How? Denis' implementation has two copies in the mix. (I'm not counting 
.dup etc.) Anyhow, let's do this - write down your interfaces so I can 
comment on them. We talk "oh that's a buffering interface" and "that 
requires buffering" and "that's an extra copy" and so on but we have 
little concrete contenders. I put my cards on the table, you put yours.

> If you don't allow direct
> access to the buffer, then you have extra copying. But we don't have to
> mimic C here. We should not be encouraging constant reinventing of the
> buffer wheel here. Buffering is a well-defined task that can be
> implemented once.
>
> Just as a note, Tango does this, and it's very fast. There is certainly
> no extra copying there.
>
>>> Shouldn't the text transport be defined on top of the binary transport?
>>
>> No, because there are transports that genuinely do not accept binary
>> data.
>
> I mean, a text transport uses a binary transport underneath. What text
> transport doesn't use a binary transport to do its dirty work? And what
> exactly does a text transport do so differently that it needs to be a
> separate interface?

A text transport does not accept raw binary data and requires e.g. 
Base64 encoding (e.g. mail attachments do that).
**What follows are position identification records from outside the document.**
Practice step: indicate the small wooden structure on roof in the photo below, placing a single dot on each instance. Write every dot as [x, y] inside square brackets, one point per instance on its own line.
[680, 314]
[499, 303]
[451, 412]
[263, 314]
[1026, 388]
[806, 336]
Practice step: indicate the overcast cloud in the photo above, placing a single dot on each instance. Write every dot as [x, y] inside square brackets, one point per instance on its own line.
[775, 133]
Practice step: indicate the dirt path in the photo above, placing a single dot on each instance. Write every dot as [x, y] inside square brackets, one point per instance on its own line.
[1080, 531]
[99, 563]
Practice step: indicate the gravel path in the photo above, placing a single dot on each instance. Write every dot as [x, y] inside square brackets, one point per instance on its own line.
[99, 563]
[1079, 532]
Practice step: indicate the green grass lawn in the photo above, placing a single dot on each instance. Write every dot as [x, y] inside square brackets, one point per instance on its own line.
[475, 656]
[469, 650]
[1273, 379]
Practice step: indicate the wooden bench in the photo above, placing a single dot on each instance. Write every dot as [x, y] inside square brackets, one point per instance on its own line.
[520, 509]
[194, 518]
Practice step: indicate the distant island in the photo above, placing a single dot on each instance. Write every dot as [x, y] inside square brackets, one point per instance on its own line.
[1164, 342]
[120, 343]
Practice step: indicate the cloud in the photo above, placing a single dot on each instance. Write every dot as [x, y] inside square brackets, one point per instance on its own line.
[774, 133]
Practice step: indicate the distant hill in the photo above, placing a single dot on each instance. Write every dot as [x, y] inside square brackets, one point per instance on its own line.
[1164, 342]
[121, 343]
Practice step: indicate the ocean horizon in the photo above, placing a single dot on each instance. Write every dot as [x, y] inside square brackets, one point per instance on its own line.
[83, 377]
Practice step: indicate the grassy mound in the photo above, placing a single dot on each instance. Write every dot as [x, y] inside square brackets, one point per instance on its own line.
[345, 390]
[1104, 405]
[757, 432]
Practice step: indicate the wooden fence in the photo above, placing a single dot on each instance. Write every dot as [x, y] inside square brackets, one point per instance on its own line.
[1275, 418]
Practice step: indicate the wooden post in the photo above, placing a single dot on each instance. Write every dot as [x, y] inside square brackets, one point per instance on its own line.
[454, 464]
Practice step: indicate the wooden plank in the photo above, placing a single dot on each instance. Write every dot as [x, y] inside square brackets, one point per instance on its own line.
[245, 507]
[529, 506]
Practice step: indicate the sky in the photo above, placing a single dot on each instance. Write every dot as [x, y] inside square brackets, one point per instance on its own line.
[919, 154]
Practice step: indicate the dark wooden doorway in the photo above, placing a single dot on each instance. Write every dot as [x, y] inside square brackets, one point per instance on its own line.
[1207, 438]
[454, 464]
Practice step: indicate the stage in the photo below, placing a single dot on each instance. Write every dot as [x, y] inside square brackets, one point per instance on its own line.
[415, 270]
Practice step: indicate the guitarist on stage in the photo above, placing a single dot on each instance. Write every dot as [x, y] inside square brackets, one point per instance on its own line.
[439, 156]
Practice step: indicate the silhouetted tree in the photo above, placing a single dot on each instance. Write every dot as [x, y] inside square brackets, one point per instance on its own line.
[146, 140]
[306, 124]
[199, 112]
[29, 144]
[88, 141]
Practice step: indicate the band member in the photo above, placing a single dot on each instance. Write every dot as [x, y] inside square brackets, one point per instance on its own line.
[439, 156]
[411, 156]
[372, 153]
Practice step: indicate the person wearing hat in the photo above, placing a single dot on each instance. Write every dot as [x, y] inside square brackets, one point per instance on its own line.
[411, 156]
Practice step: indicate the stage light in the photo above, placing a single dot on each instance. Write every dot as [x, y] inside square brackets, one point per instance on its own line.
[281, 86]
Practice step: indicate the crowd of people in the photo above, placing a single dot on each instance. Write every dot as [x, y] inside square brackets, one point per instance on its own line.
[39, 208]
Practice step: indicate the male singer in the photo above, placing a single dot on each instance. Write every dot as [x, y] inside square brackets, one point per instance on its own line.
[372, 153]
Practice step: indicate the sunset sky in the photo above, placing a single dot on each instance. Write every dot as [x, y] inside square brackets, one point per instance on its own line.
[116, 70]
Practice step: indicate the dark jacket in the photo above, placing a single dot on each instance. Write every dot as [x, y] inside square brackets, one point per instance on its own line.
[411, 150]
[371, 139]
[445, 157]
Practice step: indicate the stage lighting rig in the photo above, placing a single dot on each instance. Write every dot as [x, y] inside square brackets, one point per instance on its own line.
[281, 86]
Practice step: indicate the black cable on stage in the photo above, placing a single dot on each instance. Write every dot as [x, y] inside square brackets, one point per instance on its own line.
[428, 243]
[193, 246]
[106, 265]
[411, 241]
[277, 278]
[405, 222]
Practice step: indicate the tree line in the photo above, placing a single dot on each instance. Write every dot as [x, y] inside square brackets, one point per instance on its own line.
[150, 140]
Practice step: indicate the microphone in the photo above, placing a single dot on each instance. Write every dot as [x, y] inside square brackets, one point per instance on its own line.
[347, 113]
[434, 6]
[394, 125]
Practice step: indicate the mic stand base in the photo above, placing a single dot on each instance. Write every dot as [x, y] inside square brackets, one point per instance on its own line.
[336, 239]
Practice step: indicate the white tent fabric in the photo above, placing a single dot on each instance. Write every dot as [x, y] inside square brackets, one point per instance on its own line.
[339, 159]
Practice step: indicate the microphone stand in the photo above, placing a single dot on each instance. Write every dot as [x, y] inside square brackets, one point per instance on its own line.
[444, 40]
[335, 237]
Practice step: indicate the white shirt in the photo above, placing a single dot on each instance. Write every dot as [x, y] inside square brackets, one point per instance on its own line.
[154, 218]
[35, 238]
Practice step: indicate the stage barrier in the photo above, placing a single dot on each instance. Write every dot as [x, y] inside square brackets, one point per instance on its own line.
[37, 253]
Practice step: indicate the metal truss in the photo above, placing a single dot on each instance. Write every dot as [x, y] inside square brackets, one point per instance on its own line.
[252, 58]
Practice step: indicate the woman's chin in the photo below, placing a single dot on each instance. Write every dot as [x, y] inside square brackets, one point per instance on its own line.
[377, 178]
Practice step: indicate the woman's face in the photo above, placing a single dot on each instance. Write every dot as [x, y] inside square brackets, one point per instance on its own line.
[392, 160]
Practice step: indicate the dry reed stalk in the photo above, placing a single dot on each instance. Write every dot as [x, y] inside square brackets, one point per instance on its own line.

The console is a text 
device - makes no sense to dump binary data on it. A JSON encoder is 
also a text transport.

> In other words, if 90% of the text transport duplicates the binary
> transport, I see an opportunity for consolidation.

Consolidation brings simplification, which is good. But I believe there 
exist text entities that do make the distinction worthwhile.

>>> And in any case, I'd expect buffering to go between the two.
>>
>> How do you define buffering? Would a buffered transport implement a
>> different interface?
>
> Yes, but if we expect to reuse code, I'd expect a buffered transport to
> use a primitive transport underneath for actually reading/writing data.
> If you have multiple versions of the class that actually reads/writes
> data (such as binary vs. text), then the buffer which uses it must
> support all of them.
>
> Text based processing to me seems to be a buffered activity (reading
> lines, ensuring you don't have sliced utf-8 data, etc.).

Yes. What may be not so obvious is that binary processing with 
user-imposed data lenghts is ALSO a buffer activity. This is because the 
low-level buffers do NOT come at arbitrary positions (alignment 
restrictions) and to NOT come at arbitrary lengths.

>>> If all you
>>> are adding are the different widths of characters, I don't think you
>>> need this extra layer. It's going to make the buffering layer more
>>> difficult to implement (now it must handle both a text version and
>>> abinary version).
>>
>> I don't understand this.
>
> buffer uses a transport. If you have two different transport interfaces,
> the buffer must support them both. And if the benefit is, one simply
> defines [w|d]char versions of read, then we haven't gained much for the
> trouble of having to support both.

I'll be looking forward to seeing your interfaces.